Run the scenario. If DRAM contract prices truly double again and Micron’s operating margin holds near 68%, trailing EPS of $21.21 could realistically push past $40. At a 15x multiple, that math supports the bull case. If supply arrives in 2028 and prices normalize, the same share count produces a fraction of those earnings, and the stock re-rates downward on both earnings and multiple. That is how memory investors lose 60% in a year after being right on the cycle.

Who This Call Fits, and Who Gets Hurt

The thesis fits investors with a multi-year horizon who buy the picks-and-shovels layer rather than the commodity producer.

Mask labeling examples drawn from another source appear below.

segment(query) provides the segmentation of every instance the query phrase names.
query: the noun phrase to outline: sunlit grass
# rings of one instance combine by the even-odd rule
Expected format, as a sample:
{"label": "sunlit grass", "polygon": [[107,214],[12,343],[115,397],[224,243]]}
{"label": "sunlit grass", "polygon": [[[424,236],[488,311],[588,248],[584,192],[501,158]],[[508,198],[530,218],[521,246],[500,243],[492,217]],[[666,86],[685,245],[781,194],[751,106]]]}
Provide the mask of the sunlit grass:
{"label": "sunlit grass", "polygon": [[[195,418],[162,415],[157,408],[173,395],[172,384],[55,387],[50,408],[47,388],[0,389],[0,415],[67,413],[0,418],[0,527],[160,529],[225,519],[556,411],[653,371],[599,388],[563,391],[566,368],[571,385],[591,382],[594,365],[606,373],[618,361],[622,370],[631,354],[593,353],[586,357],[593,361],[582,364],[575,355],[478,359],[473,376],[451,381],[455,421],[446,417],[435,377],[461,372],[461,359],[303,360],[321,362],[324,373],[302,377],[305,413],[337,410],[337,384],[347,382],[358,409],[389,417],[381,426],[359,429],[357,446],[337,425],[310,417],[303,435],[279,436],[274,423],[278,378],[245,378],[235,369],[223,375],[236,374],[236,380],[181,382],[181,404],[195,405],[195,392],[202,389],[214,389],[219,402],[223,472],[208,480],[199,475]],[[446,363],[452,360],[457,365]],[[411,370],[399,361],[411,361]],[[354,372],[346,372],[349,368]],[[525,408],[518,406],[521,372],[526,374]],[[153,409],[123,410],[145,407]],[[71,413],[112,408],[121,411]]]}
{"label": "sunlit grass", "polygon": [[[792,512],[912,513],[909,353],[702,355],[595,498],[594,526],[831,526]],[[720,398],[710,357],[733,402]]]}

ASML (NASDAQ:ASML) sits on a $45.06 billion backlog with fiscal 2026 revenue guided to €36 to €40 billion. Applied Materials (NASDAQ:AMAT) saw DRAM climb to 34% of semiconductor systems revenue. Lam Research (NASDAQ:LRCX) just printed record revenue of $5.84 billion and guided June to $6.60 billion. These suppliers get paid whether prices stay high or capacity overshoots.

The call hurts the late-cycle retail buyer who piles into Micron options after a parabolic move. Reddit sentiment on MU is running at 81 to 85, with WallStreetBets threads celebrating 420-strike calls up 169%. That is the profile of euphoria at a cycle peak.

What To Actually Do With This

  1. Size by cycle position. Micron’s forward P/E of 8 looks cheap only if 2027 earnings hold. Model a normalized-margin case at 35% gross margin and see what EPS looks like. That is your downside.
  2. Prefer the equipment layer for duration. ASML, Applied Materials, and Lam Research capture TSMC’s capex ramp, which Patel pegs at $100 billion by 2028 versus $56 billion this year. Equipment orders stretch years and smooth the memory-price cycle.
  3. Stagger entries. Cost-averaging into a commodity cycle beats a single lump at peak sentiment. The difference between buying Micron at $70 a year ago and $487 today is the entire debate.

Patel is right that supply cannot catch up before 2028. He is also describing exactly the conditions that historically precede the next glut. Own the cycle with your eyes open: buy the shovels, respect the math, and do not confuse the back half of a run with the front.